As a creative I’m ALWAYS pushing myself and trying new things, but when I look at my blog I feel like I’ve been ‘playing it safe’ in a way. I was browsing Pinterest the other day when I came across the quote:
‘Do one thing every day that scares you’
I might have mentioned it before but my first response to ‘What do you want to be when you grow up?’ was a fashion designer. I drew my own designs (mainly based on the Spice Girls), made a catalogue and went around the playground at school trying to sell them to my friends and teachers. Cringe but cute. You might have guessed where this is going, especially if you saw my recent twitter poll, and be thinking ‘But you’re not a fashion blogger?’. Nope, I’m not and I know that – I’m not trying to be. BUT I’ve always liked fashion, have my own style going on and think that I’d like to work some bits of what I wear into the blog. Because in my eyes, what I wear is an extension of my creativity – it’s the whole package!
Recently I’ve been hanging out with fellow creative & blogger Ella – drinking
too much coffee, talking creativity & taking some outfit photos for her (check them out on her blog). If you follow my Instagram then you’ll know that I am a girl in the know about walls in London and love taking photos. I’ve ALWAYS been more comfortable behind the camera, and so when Ella asked if I wanted to do some outfit shots too I said no. If you’ve not met Ella, let me tell you that she’s pretty persuasive! I reluctantly handed over the camera and positioned myself awkwardly in front of the door. I am so scared of having my photo taken: despite following bloggers for years I have no idea what to do with my body and zero confidence. Obviously this would be a bit of a shit post if the story ended there…
Luckily Ella is a babe; she directed me, made me giggle and feel comfortable, and took some lovely photos of me. And it takes a lot for me to like a photo of myself!
Mahuuussive Hat (pinched from Ella’s head) – M&S
Striped Jumper – New Look
Triangle necklace – Oliver Bonas
Ripped Joni Jeans – Topshop
Amazing metallic Boots – Next
So, with the posing done, I thought that was the hard bit over. I was wrong. Even though I was 100% happy with the photos and the idea of me including some style on my blog, I was now scared of posting it. Sharing it with you guys; ‘What are they going to think? There’s nothing really graphic-y or design-y about it.

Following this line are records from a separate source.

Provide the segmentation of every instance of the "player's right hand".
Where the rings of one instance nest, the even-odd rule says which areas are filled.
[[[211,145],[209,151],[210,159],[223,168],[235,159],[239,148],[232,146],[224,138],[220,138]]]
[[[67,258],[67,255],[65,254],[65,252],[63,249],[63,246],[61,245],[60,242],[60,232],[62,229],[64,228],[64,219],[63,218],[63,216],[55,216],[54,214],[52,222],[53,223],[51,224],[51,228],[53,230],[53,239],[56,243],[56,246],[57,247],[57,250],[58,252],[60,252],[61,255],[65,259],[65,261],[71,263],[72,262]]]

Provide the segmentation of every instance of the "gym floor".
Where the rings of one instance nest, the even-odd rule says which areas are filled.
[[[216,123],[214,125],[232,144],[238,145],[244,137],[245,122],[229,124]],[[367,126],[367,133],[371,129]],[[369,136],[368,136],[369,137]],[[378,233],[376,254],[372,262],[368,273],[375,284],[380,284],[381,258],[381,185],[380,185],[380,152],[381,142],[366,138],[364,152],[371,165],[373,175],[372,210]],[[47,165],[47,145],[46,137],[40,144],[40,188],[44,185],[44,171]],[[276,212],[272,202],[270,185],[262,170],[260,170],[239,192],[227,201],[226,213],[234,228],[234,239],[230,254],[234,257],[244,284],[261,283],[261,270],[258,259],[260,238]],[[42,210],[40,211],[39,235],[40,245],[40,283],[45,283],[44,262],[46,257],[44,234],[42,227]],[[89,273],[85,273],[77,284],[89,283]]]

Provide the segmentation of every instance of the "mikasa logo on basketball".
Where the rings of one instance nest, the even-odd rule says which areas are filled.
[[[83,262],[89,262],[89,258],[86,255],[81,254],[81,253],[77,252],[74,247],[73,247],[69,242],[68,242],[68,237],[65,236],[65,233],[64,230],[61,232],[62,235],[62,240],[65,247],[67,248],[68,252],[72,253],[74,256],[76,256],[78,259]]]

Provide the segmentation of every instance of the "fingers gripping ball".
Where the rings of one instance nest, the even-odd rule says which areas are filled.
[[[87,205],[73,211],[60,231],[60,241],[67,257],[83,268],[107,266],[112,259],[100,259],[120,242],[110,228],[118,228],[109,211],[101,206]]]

What if they start to hate my blog?’. So that’s 2 things that scare me – the photo shoot & the fear of disappointing you guys.
Of course I don’t want to upset any of you guys, but I hope that you will support me posting a variety of content going forward. Everything is going to have a graphic influence, whether that be the choice of backdrop, colour palette, styling or the story. I’m NOT a fashion blogger, but I am a girl that enjoys styling and prints and shiny boots. I’m not going to be posting extravagant outfits because that’s not me, but expect a lot of black, metallics and stripes. I’m a designer and I probably dress like a cliche designer a lot of the time!
Photos by Ella Masters
Would love to know your thoughts on this – hopefully you’re looking forward to a little shake up of my content? ha I mean, why would you NOT want to see more of those boots? Everywhere I go people compliment them!
Have you done something recently that scared you? Change is often good, so don’t be afraid to give something out of your comfort zone a try. This is the ultimate cheese thing for me to say, but sometimes it’s needed: life is too short and you should do what makes you happy 🙂
P.S. just HAD to include this out take for the lolz and to prove that I promise I’m not going to take myself too seriously!